ATHEISTS ADMIT THAT ATHEISM IS A BELIEF SYSTEM. It is about time. Atheism is as much a faith-based system as any God-centered religion. The existence of God can neither be proven nor unproven, no matter all the effort expended on debate. Unbelievers assert their own beliefs as ardently as any church-goer.
That is the single, dominant thread running through the law suit, filed by pious atheists, against the cross to be raised at Ground Zero. The cross, an accidental formation of steel beams left standing in the 9/11 rubble, is intended for display in the proposed 9/11 Memorial Museum designed for the site.

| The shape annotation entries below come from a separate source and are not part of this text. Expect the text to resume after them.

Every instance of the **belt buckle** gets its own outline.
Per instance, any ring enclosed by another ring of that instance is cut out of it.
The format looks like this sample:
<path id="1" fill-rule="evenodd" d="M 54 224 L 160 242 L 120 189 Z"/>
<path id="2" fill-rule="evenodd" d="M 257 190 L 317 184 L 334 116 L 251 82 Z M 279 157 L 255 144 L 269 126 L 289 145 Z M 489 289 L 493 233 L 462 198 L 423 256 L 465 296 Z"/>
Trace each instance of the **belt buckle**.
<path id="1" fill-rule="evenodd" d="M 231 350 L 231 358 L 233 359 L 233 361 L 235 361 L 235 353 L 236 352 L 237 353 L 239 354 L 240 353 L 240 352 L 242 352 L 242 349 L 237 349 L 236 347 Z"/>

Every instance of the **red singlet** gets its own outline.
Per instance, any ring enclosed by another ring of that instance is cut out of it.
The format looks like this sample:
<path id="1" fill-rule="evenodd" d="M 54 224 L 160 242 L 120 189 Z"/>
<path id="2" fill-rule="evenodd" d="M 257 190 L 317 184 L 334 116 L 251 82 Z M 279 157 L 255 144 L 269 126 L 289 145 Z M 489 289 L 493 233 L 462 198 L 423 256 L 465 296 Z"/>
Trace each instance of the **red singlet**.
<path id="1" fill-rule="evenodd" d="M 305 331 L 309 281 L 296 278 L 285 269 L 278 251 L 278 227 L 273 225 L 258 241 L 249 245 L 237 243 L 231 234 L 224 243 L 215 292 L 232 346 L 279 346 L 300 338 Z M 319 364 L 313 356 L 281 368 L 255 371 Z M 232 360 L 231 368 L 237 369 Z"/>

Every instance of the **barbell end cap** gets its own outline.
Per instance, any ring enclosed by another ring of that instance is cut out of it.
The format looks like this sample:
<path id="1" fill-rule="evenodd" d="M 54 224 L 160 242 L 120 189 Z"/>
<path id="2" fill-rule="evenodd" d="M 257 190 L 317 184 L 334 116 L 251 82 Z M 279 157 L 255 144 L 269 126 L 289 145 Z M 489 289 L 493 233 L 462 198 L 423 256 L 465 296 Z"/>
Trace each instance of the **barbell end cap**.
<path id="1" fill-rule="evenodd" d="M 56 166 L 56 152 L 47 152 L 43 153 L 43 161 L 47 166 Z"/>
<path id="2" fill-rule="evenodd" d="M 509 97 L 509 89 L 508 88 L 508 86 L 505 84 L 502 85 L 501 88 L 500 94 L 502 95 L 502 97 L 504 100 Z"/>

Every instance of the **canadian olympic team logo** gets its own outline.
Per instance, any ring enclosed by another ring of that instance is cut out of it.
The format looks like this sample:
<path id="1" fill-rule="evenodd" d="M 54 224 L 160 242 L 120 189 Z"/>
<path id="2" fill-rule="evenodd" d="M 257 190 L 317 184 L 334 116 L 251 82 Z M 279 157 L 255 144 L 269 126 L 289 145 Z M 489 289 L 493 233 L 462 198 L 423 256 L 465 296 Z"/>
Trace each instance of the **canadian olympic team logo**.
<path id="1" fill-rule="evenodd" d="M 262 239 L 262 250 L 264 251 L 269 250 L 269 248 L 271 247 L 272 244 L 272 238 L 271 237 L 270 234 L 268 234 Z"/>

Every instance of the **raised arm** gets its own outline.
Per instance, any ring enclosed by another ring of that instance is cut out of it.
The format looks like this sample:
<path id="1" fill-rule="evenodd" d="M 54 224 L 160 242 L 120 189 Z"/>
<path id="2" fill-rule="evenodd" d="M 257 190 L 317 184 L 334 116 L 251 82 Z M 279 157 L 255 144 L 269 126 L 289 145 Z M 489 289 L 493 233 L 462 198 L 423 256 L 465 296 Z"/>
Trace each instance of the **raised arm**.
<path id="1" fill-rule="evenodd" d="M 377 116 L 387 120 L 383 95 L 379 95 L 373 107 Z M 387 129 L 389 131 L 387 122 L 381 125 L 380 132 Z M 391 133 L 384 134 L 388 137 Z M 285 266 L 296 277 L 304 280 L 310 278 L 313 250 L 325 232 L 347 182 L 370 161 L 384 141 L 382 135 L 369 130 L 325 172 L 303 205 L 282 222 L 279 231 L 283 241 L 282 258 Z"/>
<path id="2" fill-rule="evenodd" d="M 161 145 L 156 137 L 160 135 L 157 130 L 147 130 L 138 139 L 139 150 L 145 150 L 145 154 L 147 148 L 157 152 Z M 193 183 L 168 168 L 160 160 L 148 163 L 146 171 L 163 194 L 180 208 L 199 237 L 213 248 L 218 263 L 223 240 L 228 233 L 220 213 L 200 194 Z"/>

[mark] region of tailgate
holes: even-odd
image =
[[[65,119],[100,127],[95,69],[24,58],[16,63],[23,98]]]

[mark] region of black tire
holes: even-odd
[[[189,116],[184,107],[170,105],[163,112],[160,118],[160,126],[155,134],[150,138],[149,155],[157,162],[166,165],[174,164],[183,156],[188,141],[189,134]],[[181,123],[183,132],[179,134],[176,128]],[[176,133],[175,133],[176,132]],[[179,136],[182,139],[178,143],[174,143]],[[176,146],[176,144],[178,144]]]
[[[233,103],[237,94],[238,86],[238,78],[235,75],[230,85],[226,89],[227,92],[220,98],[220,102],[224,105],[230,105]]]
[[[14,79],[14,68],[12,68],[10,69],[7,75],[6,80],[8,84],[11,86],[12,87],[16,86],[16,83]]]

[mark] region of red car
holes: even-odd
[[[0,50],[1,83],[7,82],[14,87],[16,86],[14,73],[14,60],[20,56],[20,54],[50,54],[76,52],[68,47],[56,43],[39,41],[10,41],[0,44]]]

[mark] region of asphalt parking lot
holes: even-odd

NBC covers the suit briefly here:
“This cross is now a part of the official WTC memorial. No other religions or philosophies will be honored. It will just be a Christian icon, in the middle of OUR memorial,” Dave Silverman, president of American Atheists, said in a release.
Silverman added that the memorial must allow atheists and other belief groups to include their own displays of equal size.
There we have it: other belief groups. What Silverman and his fellows in the nihilist pew miss is the fullness of the symbol they despise. Without lapsing into theological language, it is necessary to understand why the cross is a more apt hieroglyph for the site than a shallow atheist like Silverman realizes. The cross, if nothing else to a secular world, has come down the ages as a standing symbol of the delusion of political messianism. That is the burden of Paul’s letter to the Colossians, in which he speaks of “stripping the powers.”
To this day, among those sensitive to imagery, the cross remains an historic rebuke to what the old Romans called libido dominandi —the lust for domination. The men who took down the Twin Towers represented precisely that lust to rule the world, to conquer the kafirs (you and me), and establish a world-wide caliphate submissive to Allah. The cross betokens a radically opposed vision: that the kingdom of God is not of this world.
Mastery over the West and, ultimately, over all humanity has been the mission of Islam since it burst from the Arabian desert in the seventh century. Heedless, we moderns live far from the cross. We count the distance as a gauge of our freedom. But in a post-Christian world, the moral intuitions Christianity succeeded in instilling in human consciousness will gradually dissipate. The belief that every human life is of equal—no, infinite—value will slowly, inexorably be seen as just one more outmoded Christian superstition.
The Silvermans among us should bring greater caution to what they wish for.